Таким образом, в социально-политическом плане пути к преодолению конфликтов лежат либо через хотя бы частичное удовлетворение требований сторон, либо через понижение для них актуальности предмета конфликта. Но есть еще и другая, очень важная, эмоционально-когнитивная сторона проблемы.
Многие межнациональные конфликты можно в известном смысле назвать ложными, поскольку в их основе лежат не объективные противоречия, а непонимание позиций и целей другой стороны, приписывание ей враждебных намерений, что порождает неадекватное чувство опасности, угрозы. Примеров здесь можно привести очень много: это и недоверие к русскоязычной диаспоре в странах ближнего зарубежья, и боязнь кавказцев или уроженцев Средней Азии и Центральной России, и бредни относительно пресловутого «жидо-масонского заговора». Естественно, такие чувства рационализируются через тенденциозный подбор бытовых и иных примеров; воздействующих на обыденное сознание. И разумеется, эту благодатную почву всячески стараются использовать разыгрывающие национальную карту политиканы. Действительно, феномен психологического противопоставления «мы» и «они» коренится в глубоких слоях общественного подсознания, и бороться с ним очень непросто, хотя и абсолютно, необходимо В нашей теории это обозначается как снятие или хотя бы ослабление ложного конфликта. Его, в частности, можно достичь с помощью образовательной, воспитательно-разъяснительной работы среди населения. Причем апеллировать следует не только к рациональным, интеллектуальным уровням человеческой психики, но и к эмоциям, к массовым настроениям.

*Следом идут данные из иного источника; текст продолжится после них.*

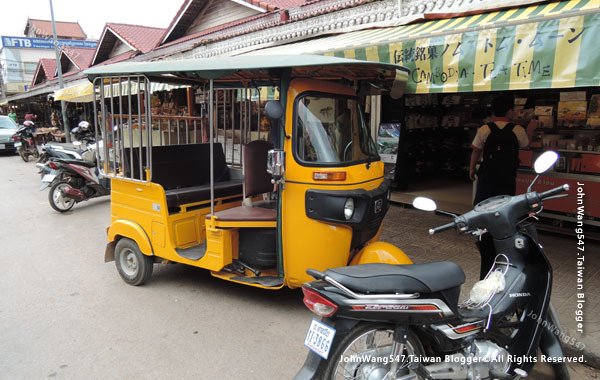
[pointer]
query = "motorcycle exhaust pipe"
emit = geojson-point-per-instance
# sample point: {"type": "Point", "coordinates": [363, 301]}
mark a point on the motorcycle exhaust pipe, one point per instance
{"type": "Point", "coordinates": [74, 193]}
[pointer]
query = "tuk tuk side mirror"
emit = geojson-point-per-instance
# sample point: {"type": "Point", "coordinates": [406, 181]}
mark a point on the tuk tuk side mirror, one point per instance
{"type": "Point", "coordinates": [274, 110]}
{"type": "Point", "coordinates": [276, 164]}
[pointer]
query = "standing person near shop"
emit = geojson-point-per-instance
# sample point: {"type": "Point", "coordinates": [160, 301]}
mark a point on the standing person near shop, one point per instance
{"type": "Point", "coordinates": [497, 143]}
{"type": "Point", "coordinates": [12, 114]}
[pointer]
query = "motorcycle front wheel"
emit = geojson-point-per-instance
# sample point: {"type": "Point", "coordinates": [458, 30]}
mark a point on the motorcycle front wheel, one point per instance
{"type": "Point", "coordinates": [366, 354]}
{"type": "Point", "coordinates": [23, 155]}
{"type": "Point", "coordinates": [58, 201]}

В этой связи следует сказать несколько слов о роли национальной интеллигенции. Одной из благородных традиций российской интеллигенции всегда была поддержка народов, угнетаемых имперской властью на территории собственного государства, защита их от притеснений центральной власти. И такая позиция, как правило, отнюдь не рассматривалась в интеллигентских кругах как национальное предательство, а, напротив, имела отчетливую патриотическую мотивацию. Вспомним хотя бы герценовские слова 1863 г.: «Мы за Польшу потому, что мы за Россию», – или общественную позицию В.Г. Короленко в связи с так называемым мултанским жертвоприношением, или общественный резонанс в связи с «делом Бейлиса» в 1912 г. И в недавние времена, в период отнюдь не бескровной агонии СССР, российская интеллигенция в большинстве своем оказывала поддержку республиканским движениям за самоопределение – в вопросе о Прибалтике, в тбилисских событиях, в карабахскам кризисе. Свой нравственный долг интеллигенции большой нации она видела в том, чтобы помочь нациям малым обрести свободу. И здесь она была едина с интеллигенцией этих малых наций.